En La Bomba deben caber por lo menos unos 300 asistentes, tiene un escenario que da vueltas, y unas jaulas en donde me han dicho que bailan las niñas los fines de semana. Eran las 8 cuando Carmen Elisa comenzó a hablar con un hombre algo mayor al que no conocíamos que estaba en la mesa. Debía tener por los menos unos 25 años. Dijo que tenía su carro parqueado a pocas cuadras y que quería invitarnos a una carrera en la que iba a competir, al norte, cerca de los potreros de la Pepe Sierra. Nos invito a acompañarlo.

Yo estaba ahora más asustada que antes y le dije a Carmen Elisa que tal vez había sido mala idea irnos hasta allá. Que era mejor volver a nuestras casas porque a de ese señor no sabíamos ni el nombre, y era seguro que mis padres iban a llamar en cualquier momento.

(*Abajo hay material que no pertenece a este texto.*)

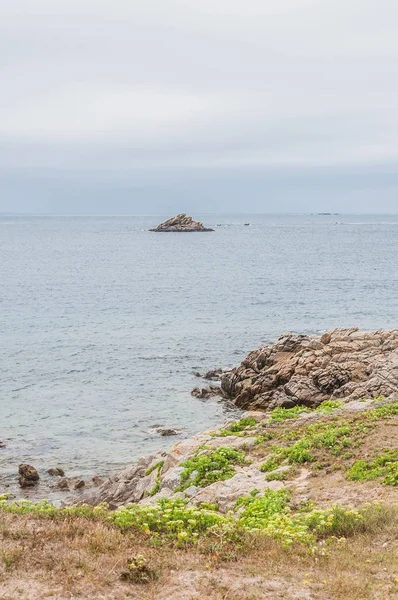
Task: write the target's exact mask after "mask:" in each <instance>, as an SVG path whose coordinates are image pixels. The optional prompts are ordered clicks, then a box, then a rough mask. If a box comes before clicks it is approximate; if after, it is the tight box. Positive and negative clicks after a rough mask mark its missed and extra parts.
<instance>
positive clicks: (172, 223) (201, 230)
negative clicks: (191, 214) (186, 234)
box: [149, 213, 214, 233]
mask: <svg viewBox="0 0 398 600" xmlns="http://www.w3.org/2000/svg"><path fill="white" fill-rule="evenodd" d="M149 231H156V232H160V233H166V232H194V231H199V232H200V231H214V229H210V228H209V227H205V226H204V225H203V223H201V222H200V221H194V220H193V219H192V217H188V216H187V215H186V214H185V213H181V214H179V215H177V216H176V217H172V218H171V219H168V220H167V221H165V222H164V223H161V224H160V225H158V226H157V227H155V229H150V230H149Z"/></svg>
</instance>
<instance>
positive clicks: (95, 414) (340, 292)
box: [0, 215, 398, 492]
mask: <svg viewBox="0 0 398 600" xmlns="http://www.w3.org/2000/svg"><path fill="white" fill-rule="evenodd" d="M198 217H199V218H201V220H203V221H204V222H205V224H206V225H209V226H214V227H215V232H214V233H202V234H196V233H195V234H186V235H180V234H163V235H160V234H154V233H150V232H148V231H147V230H148V229H149V228H150V227H152V226H155V225H156V224H158V223H159V222H160V221H162V220H163V216H158V217H153V216H152V217H129V216H117V217H91V216H90V217H2V218H1V217H0V282H1V285H0V311H1V312H0V336H1V346H0V369H1V371H0V439H3V440H5V441H6V443H7V448H5V449H0V474H1V475H2V478H0V492H1V484H2V483H3V484H4V483H7V482H14V481H15V474H16V471H17V466H18V464H19V463H21V462H24V461H28V462H30V463H31V464H34V465H35V466H36V467H38V468H40V469H46V468H48V467H50V466H54V465H55V464H57V465H58V464H60V465H62V466H64V468H65V470H66V471H67V473H68V474H69V475H73V474H75V475H82V476H89V475H91V474H100V475H106V474H109V473H111V472H113V471H115V470H117V469H119V468H121V467H123V466H125V465H126V464H128V463H130V462H132V461H134V460H135V459H136V458H137V456H139V455H142V454H144V453H147V452H149V451H152V450H154V449H157V448H160V447H167V446H169V445H170V444H171V441H175V440H174V439H173V440H171V439H170V438H159V437H157V436H154V435H152V434H151V433H150V432H149V430H150V427H151V426H152V425H154V424H163V425H166V426H175V427H182V428H183V429H184V435H190V434H192V433H194V432H196V431H199V430H202V429H205V428H207V427H210V426H212V425H214V424H216V423H219V422H221V421H223V420H224V419H225V413H226V411H228V407H227V406H226V405H225V404H224V403H222V402H219V401H218V402H217V400H215V399H211V400H206V401H201V400H198V399H195V398H192V397H191V396H190V390H191V389H192V388H193V387H194V386H195V385H197V384H198V380H197V379H196V378H195V377H193V376H192V371H196V370H199V371H201V372H204V371H206V370H208V369H210V368H213V367H223V368H225V367H230V366H233V365H236V364H238V363H239V362H240V360H241V359H242V358H243V357H244V356H245V354H246V353H247V352H248V351H249V350H251V349H253V348H256V347H258V346H260V345H261V344H263V343H265V342H269V341H273V340H274V339H275V338H276V337H278V336H279V335H281V334H282V333H284V332H286V331H293V332H300V333H314V332H321V331H324V330H326V329H329V328H333V327H343V326H347V327H350V326H358V327H360V328H363V329H379V328H390V327H397V324H398V300H397V298H398V268H397V243H398V217H394V216H390V217H386V216H367V217H364V216H350V217H347V216H315V215H313V216H311V215H307V216H266V215H263V216H253V215H251V216H247V215H242V216H232V215H217V216H214V215H213V216H205V215H202V216H200V215H198ZM246 222H250V227H244V225H243V224H244V223H246ZM217 224H221V225H222V226H220V227H217Z"/></svg>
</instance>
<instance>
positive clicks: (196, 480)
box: [179, 448, 246, 490]
mask: <svg viewBox="0 0 398 600" xmlns="http://www.w3.org/2000/svg"><path fill="white" fill-rule="evenodd" d="M245 462H246V459H245V453H244V452H238V451H237V450H233V449H232V448H218V449H217V450H215V451H214V452H210V453H208V454H199V455H196V456H194V457H193V458H190V459H188V460H186V461H185V462H183V463H182V465H181V466H182V467H184V471H183V472H182V474H181V486H180V488H179V489H180V490H185V489H186V488H187V487H189V486H191V485H196V486H198V487H206V486H207V485H210V484H211V483H214V482H215V481H225V480H226V479H230V478H231V477H232V476H233V475H234V473H235V469H234V465H242V464H244V463H245ZM193 473H196V474H195V476H194V477H193V478H192V477H191V476H192V474H193Z"/></svg>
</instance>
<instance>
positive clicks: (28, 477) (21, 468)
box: [18, 464, 40, 487]
mask: <svg viewBox="0 0 398 600" xmlns="http://www.w3.org/2000/svg"><path fill="white" fill-rule="evenodd" d="M18 470H19V475H20V477H19V485H20V486H21V487H32V486H34V485H36V483H37V482H38V481H39V479H40V477H39V474H38V472H37V471H36V469H35V468H34V467H32V465H27V464H22V465H19V469H18Z"/></svg>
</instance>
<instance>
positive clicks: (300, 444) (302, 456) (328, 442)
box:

Ella insistió y nos fuimos por toda la séptima hacia la calle 100, cuando la ciudad empieza a tomar un color verde que nos indica que ya comenzamos a estar fuera de Bogotá. Nos estacionamos debajo de la Avenida. El hombre del carro nos dijo entonces que su nombre era Enrique y que hoy la competencia era con un viejo de 40 años, que estaba metiéndose en eso de las carreras para impresionar a niñas muy jóvenes, de nuestra edad. Había unos 30 muchachos y muchachas esperando ansiosos por ver quién era mejor conductor, si el viejo o el joven.

De un carro que no conocía vi llegar al competidor de Enrique. Se bajó de un Ford que no había visto antes con una niña, como de mi edad, tomada de su mano. El corazón, que se aún estaba guardado dentro de mí a pesar de mi angustia se me salió cuando comprobé que el rival era mi papá, al mando de un vehículo que no era el nuestro, tomado de la mano con una niña que bien habría podido ser mi hermana. Nos miramos. Ninguno supo qué hacer. Mi papá era el otro adversario.